He required that whenever he was in a room, that audio would only play through the built-in speakers on that Sony tv. The editors and mixers could use whatever speakers they wanted - as long as he wasn't in the room. As soon as drove into the parking lot on the dub stage, his assistant would run into the dub stage and yell, "He's here!" and the mixers would jump to switch off the "bigs" and make sure the Sony was on, audio was up, and the volume was set to a value of 30.

This might sound a little overboard, but besides just establishing a continuity of playback systems across the whole six-year run, the reasoning was that this way the show runner could compare the "raw" sound in the edit suites to the "mixed but virgin" sound on the dub stage to the "processed through broadcast compression" sound that he heard when watching the show over the air on Friday nights.

Pretty genius if you ask me.

Oh, and for mono, just put a mono-izer plugin on your master stereo output and bypass it when you don't need it. Simple.


----------



## desert (Jun 6, 2017)

charlieclouser said:


> As soon as drove into the parking lot on the dub stage, his assistant would run into the dub stage and yell, "He's here!" and the mixers would jump to switch off the "bigs" and make sure the Sony was on, audio was up, and the volume was set to a value of 30.


hahahaha! 

Already have mono set in my plugin. Cheers for the tips and story!


----------



## Kent (Aug 16, 2017)

Much of Thriller was mixed on a stereo pair of Auratones. Listen to it on small crappy speakers and it sounds almost better than it does on big fancy monitors! 

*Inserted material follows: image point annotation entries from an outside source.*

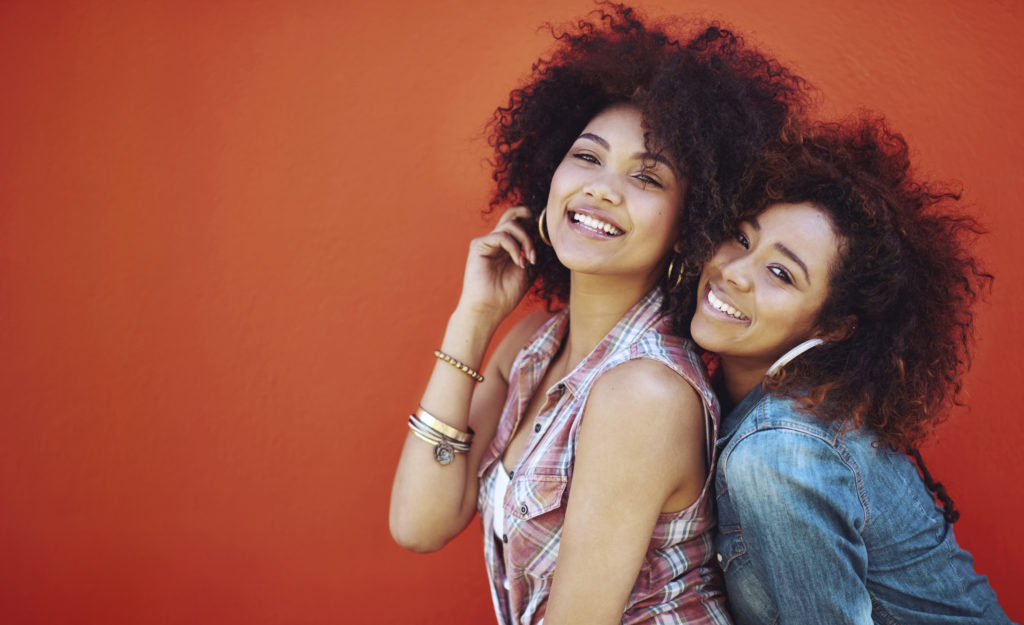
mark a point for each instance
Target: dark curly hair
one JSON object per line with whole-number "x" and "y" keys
{"x": 904, "y": 272}
{"x": 709, "y": 102}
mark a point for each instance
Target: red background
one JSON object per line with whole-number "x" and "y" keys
{"x": 230, "y": 234}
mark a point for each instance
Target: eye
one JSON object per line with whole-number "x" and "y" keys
{"x": 781, "y": 274}
{"x": 646, "y": 179}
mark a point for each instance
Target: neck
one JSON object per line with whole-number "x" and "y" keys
{"x": 740, "y": 376}
{"x": 596, "y": 304}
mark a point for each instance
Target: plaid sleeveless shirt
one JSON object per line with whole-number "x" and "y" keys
{"x": 678, "y": 582}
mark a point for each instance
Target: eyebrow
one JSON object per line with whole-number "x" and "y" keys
{"x": 643, "y": 156}
{"x": 784, "y": 250}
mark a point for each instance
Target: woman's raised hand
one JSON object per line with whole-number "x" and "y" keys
{"x": 497, "y": 271}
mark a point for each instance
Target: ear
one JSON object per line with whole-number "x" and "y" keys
{"x": 845, "y": 331}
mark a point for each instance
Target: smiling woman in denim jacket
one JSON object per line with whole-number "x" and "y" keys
{"x": 841, "y": 313}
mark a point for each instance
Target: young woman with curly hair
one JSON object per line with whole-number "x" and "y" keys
{"x": 586, "y": 444}
{"x": 841, "y": 313}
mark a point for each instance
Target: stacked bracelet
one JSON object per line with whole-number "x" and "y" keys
{"x": 446, "y": 440}
{"x": 473, "y": 373}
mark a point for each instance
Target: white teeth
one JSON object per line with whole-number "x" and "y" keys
{"x": 596, "y": 224}
{"x": 724, "y": 307}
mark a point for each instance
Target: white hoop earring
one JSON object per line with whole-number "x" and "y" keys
{"x": 792, "y": 353}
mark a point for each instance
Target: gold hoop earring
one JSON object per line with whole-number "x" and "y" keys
{"x": 673, "y": 283}
{"x": 541, "y": 228}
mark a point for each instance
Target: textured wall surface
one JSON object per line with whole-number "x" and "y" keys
{"x": 230, "y": 234}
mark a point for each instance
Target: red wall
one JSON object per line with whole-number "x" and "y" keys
{"x": 230, "y": 234}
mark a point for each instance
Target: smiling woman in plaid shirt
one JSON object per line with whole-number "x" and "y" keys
{"x": 587, "y": 442}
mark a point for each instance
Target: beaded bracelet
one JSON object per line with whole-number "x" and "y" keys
{"x": 473, "y": 373}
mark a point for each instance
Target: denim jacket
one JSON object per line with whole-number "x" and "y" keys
{"x": 818, "y": 524}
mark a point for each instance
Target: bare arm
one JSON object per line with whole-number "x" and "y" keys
{"x": 641, "y": 452}
{"x": 430, "y": 502}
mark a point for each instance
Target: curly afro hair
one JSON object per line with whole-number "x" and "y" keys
{"x": 904, "y": 272}
{"x": 710, "y": 103}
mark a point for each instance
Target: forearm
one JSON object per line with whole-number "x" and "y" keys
{"x": 432, "y": 502}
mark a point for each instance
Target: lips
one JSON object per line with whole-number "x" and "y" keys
{"x": 595, "y": 224}
{"x": 724, "y": 306}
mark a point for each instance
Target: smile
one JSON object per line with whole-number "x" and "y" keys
{"x": 718, "y": 304}
{"x": 594, "y": 223}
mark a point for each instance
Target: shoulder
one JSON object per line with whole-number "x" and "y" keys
{"x": 643, "y": 396}
{"x": 517, "y": 338}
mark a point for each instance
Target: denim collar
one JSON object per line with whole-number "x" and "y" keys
{"x": 731, "y": 422}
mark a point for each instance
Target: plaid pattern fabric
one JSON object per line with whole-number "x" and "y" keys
{"x": 678, "y": 583}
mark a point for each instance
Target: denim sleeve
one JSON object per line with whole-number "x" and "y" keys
{"x": 800, "y": 516}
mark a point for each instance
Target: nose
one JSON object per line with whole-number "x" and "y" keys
{"x": 736, "y": 271}
{"x": 601, "y": 189}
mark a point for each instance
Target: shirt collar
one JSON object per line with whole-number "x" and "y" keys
{"x": 634, "y": 324}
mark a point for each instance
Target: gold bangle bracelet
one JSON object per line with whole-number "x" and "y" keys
{"x": 456, "y": 434}
{"x": 473, "y": 373}
{"x": 430, "y": 435}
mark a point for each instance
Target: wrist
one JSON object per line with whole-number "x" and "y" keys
{"x": 467, "y": 336}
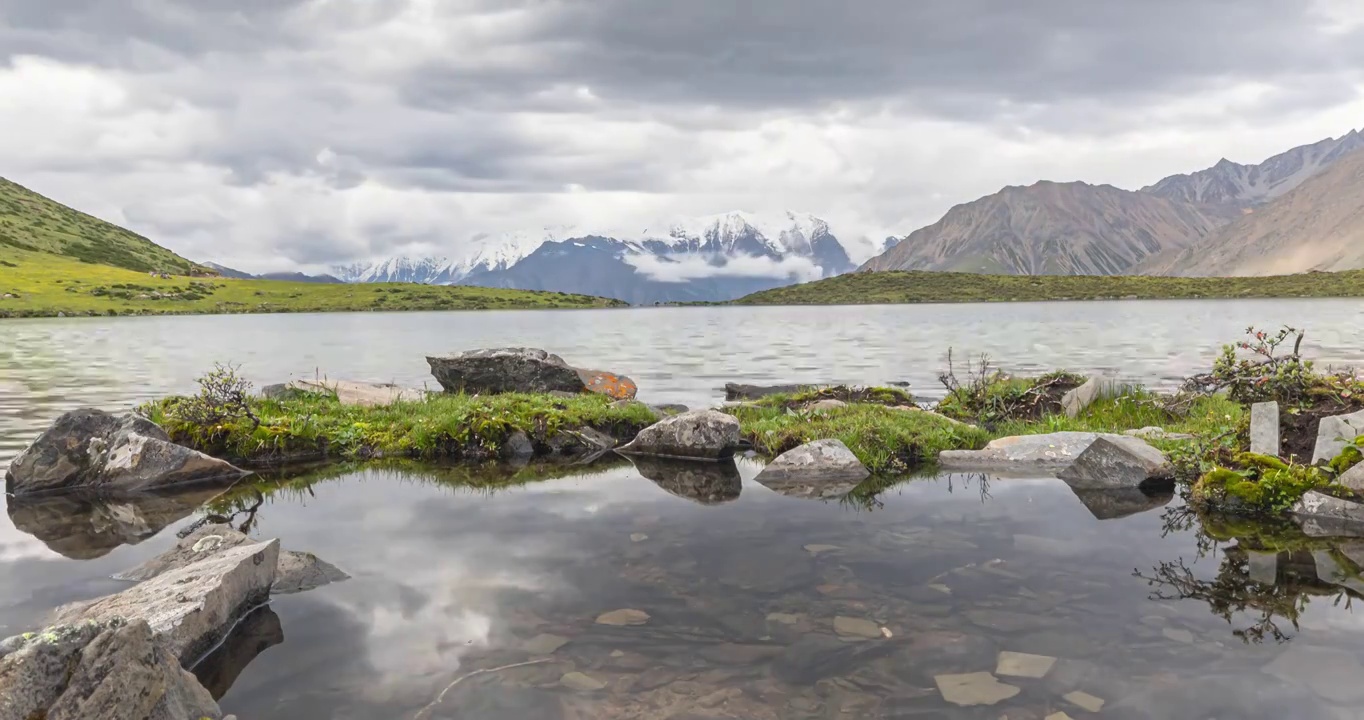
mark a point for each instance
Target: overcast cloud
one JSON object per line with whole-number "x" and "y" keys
{"x": 296, "y": 134}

Surely its sale numbers are a coincidence...


----------



## synthpunk (Aug 16, 2017)

"During my mix, the speaker actually caught fire and was engulfed in flames!!! We had to call the techs in and they put the fire out with fire extinguishers!!!

Michael loved that and he has always said that my mix was so hot that it caused the speaker to catch fire!!!"

-Bruce Swedien









kmaster said:


> Much of Thriller was mixed on a stereo pair of Auratones. Listen to it on small crappy speakers and it sounds almost better than it does on big fancy monitors!
> 
> Surely its sale numbers are a coincidence...


----------



## Nathanael Iversen (Aug 16, 2017)

I use a pair of Aurotones. I find them quite helpful. They are great for setting the basic mix balance and making sure that everything is clearly audible. I use them for setting up a basic mix, then I refine and work on my main monitors, jumping back to check things on the Aurotones. I have both set up on my monitor controller, so it is just a button push to switch. I read somewhere that you use little speakers to make big decisions, and big speakers to make little decisions. Seems to be about right... The aurotones are not fun to listen to, but they are a very useful tool.


----------



## nas (Aug 23, 2017)

I also have a pair of Avantones, they can help in clearing up the midrange of a mix for sure. But I have found that the most helpful alternative reference is to listen through my laptop speakers and also through earbuds as this is how a very large portion of the public listens to media... dare I say I also check the mix on iPads/iPhones! 

Of course I am referring to mixes that are going to be played back on those devices and not something for theatrical or club release.


----------



## Prockamanisc (Aug 23, 2017)

Yeah, for me it's a constant circle: headphones -> speakers -> mono mixcube -> headphones -> speakers -> mono mixcube. Then when I think I've got it right, I'll print one and listen through my phone, and then in my car.


----------



## higgs (Aug 23, 2017)

RE: Cheap speakers: 
I've considered the Avantone monitors a couple of times, but... A number of years ago I spent a few hours with a mastering engineer in David Glasser's facility in Colorado. He had a shitty boombox on the desk to his left that he claimed he used more frequently than the pair of insanely expensive and breathtaking Dunlavy SC-V monitors. I don't suspect many folks use boomboxes to consume sounds these days, but I think laptop speakers and earbuds would be useful tools for listening to (and making decisions about) mixes/masters/music the same way many civilians do.

RE: Nice speakers in the 8050B price range:
I nearly bought a pair of Dynaudio BM15A monitors before deciding on a set of Focals. The Dynaudios will be my next big purchase. They truly are worth auditioning among everything else in that price range. My first set of 'respectable' monitors were Dynaudio BM5a's. Migrating from Behringer to those was a big awakening. I could do hours and hours of "work" without fatigue. I loved them. There's something about the Dyn sound that resonates with me.


----------



## higgs (Aug 23, 2017)

Also, I suppose I can take the reins on the obligatory advice: audition everything you can in and around your price range. 

There. That part is done.


----------